"My qbe C frontend is actually written in myrddin which is a lot like rust/ocaml. To be honest, C is not well suited to places where there is adversarial input such as servers, but when it comes to logical correctness of code I do not see amazing benefits from languages like ocaml."
Did you mean two? Or did you come to new conclusions after that experience? Or did I misunderstand that entirely? ;)
There ARE benefits to correctness from better languages, just not as amazing as people think.
I'm just saying a vulnerability in C is just going to be an out of bounds exception in another language. both cases the code is not correct, one is just safer than the other when it comes to exploits.
Keep making more languages, we can't know for sure if we don't try.
I can see where you're going but I don't think it's correct. There are clearly cases where an error will mess you up whether it goes as far as in C or not. Other times, the language or tooling prevents the error before runtime to ensure correctness. Are you aware of the benefits of Design-by-Contract (Ada/Eiffel), static proving (SPARK), or dependent types (ATS), though? The correctness criteria you can encode in them can straight-up prevent errors at interface or algorithmic expression levels. Three of these have been used for low-level code with two often in real-time and one for an 8-bitter. Depending on automation or interactive use involved, the errors caught at compile-time can increase pretty far past what a basic, low-level, type system can do.
So, we already know we can knock out extra classes of errors with such languages. It was proven in theory and in the field. Using or improving them is just good engineering. We can also make more languages in trial-and-error discovery process to see if we find more benefits. Exceeding C's benefits, though, is already empirically proven to be worthwhile whether it's a Myrddin, a SPARK, or an ATS.

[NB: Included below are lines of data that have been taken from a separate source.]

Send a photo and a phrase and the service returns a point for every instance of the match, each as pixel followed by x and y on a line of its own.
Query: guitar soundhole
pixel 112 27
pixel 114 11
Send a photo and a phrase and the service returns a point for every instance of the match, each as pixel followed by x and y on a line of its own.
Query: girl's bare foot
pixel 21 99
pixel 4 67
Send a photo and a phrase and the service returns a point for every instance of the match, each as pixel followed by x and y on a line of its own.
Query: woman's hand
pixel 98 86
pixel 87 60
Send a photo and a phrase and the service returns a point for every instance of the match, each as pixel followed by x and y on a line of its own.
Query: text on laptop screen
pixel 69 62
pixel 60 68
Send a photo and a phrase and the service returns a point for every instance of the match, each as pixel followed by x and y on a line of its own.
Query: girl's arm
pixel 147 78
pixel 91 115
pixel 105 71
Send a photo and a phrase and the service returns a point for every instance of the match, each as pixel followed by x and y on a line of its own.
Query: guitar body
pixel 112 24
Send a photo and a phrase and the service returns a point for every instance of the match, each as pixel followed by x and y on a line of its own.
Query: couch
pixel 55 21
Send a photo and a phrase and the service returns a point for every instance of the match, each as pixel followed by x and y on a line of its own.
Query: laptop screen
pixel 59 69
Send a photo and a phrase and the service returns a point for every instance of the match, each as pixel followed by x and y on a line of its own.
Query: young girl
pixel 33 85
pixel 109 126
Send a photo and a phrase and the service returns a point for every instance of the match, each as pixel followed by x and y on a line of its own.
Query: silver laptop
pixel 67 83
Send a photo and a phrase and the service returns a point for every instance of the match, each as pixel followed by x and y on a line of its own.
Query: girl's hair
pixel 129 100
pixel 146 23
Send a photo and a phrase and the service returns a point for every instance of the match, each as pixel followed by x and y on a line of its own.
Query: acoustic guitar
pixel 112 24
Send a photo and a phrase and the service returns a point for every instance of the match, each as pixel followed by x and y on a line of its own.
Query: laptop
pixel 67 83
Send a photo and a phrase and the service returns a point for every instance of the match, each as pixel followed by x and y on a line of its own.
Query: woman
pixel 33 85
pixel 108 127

C code will continue to dereference pointers after object deallocation, access arrays out of bounds, and not complain about integer overflow. Even if input is not an RCE, you will silently get an incorrect result of computation. A safer language helps in cases other than security.
And there are newer languages that have this problem. I was shocked to see that I could produce a SIGSEGV in Nim within the first 15 lines of code that I wrote.
Why were you shocked? Is it because you're used to languages that prevent null values by default or do you have concerns about the safety of Nim because of this error?
Whatever the case, as far as I am aware, sooner or later Nim will prevent nil values by default.
A segfault on null is fine if the language defines it to be OK (i.e. dereferencing null is reliably a crash), but most environments that allow interacting with null (C, C++, LLVM IR) have dereferencing it be undefined behaviour, i.e. the compiler may optimise in ways that mean code that naively results in a null dereference/segfault do not do that and instead result in random memory corruption.
Note that Nim uses C as an intermediate language for compilation, so unchecked dereferences of possibly-null pointers are not memory safe.
Modifying Nim to perform a check before each dereference would be trivial. The reason this isn't done yet is because in practice unchecked dereferences do not cause random memory corruption, I have been using Nim for a while now and have never seen an instance where this was a problem.
Sure it is. It means your language and tooling allowed an unauthorized access that resulted in a segfault. Many don't. There's even system-level languages like Clay and Rust that can catch those things. Also, tools like Softbound+CETS neutralize them in C code. The category is called "temporal, memory safety."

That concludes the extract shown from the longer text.